Now, you can execute CODEML
using the command below:
# Execute `CODEML` v4.10.6
# 1. If you have the latest version of `CODEML` installed on your PC and
# you have exported its location to your PATH, please modify the command
# below accordingly so it is this version of `CODEML` the one you run.
# 2. The link below redirects to an executable file that was compiled with
# the Windows Linux Subsystem. If you are using another operating system,
# the command below will not work.
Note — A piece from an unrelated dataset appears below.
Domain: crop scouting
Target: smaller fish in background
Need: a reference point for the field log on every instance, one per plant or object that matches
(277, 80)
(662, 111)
Please modify the command below so you
# run the version of `CODEML` compatible with your operating system.
#
# Once you know which `CODEML` executable you are running on your PC, copy
# and paste the command below on your terminal either as it is or after
# having modified the path to the `CODEML` executable you want to run
cd case_d
../../src/CODEML/codeml4.10.6 case_d.ctl | tee logfile_caseD.txt
Once CODEML
finishes, you will see that an output file called genetrees.trees
will be generated. This is the tree file that will include as many tree blocks as alignment blocks, with the corresponding pruned branches according to the missing taxa. Note that, if branches had been labelled as foreground but they are gone after pruning, the foreground branches will not be included. If that occurs, you should check whether the pruning has affected your hypothesis for the branch or the branch-site model you wanted to carry out before running CODEML
. If there are no incompatibilities with any of the models you want to run with CODEML
, you should then run CODEML
under case b
(i.e., you now have a tree file with the matching tree topologies for each gene alignment).